Brito diz que o Supremo pretende ampliar o número de trabalhadores presos.

No tribunal, em cinco anos de projeto, foram registradas ao menos duas ocorrências. Dois detentos que trabalhavam no STF brigaram no estacionamento devido a uma disputa de dentro do presídio. Outro detento foi preso enquanto trabalhava no Supremo. O rapaz estava no semiaberto e tinha direito a visitar a família em alguns finais de semana. No entanto, descobriu-se que ele pagou propina a um agente para ficar mais um dia em casa e acabou saindo algemado do tribunal.

O ministro do STF Gilmar Mendes, que instituiu o programa de ressocialização no Supremo, relatou que no início havia temor em receber os detentos. Atualmente, há dois presos que trabalham no gabinete do magistrado.

É preciso criar no país um programa de combate à reincidência. Temos no Brasil o maior ou um dos maiores índices, 70% de reincidência, pessoas que voltam a cometer crimes."
Gilmar Mendes, ministro do STF

"No início, havia um certo temor. Mas há uma boa seleção e temos tido gratas surpresas. Há sempre cooperação e eles têm ajudado. O pessoal do gabinete tem certo sentimento de proteção.

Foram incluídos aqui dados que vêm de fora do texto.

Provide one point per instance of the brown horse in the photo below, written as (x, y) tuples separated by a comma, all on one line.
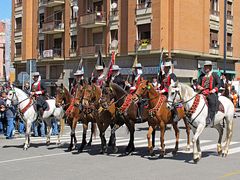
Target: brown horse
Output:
[(162, 116), (127, 117), (65, 99), (85, 109)]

Meu capinha (auxiliar de plenário) estuda direito e já fez petição pedindo progressão, benefício."

O ministro diz que a iniciativa é importante porque reduz os índices de reincidência criminal, quando os presos voltem a cometer crimes.

"É possível trabalhar isso. É preciso criar no país um programa de combate à reincidência. Temos no Brasil o maior ou um dos maiores índices, 70% de reincidência, pessoas que voltama cometer crimes."

Segundo o ministro, porém, a experiência só é positiva porque há uma seleção prévia rigorosa. Ele defendeu ampliação das vagas no serviço público, mas destacou que é preciso uma "boa gestão". "Isso precisa de gestão. Na medida em que ampliamos as vagas sem seleção prévia, passamos a ter outros problemas."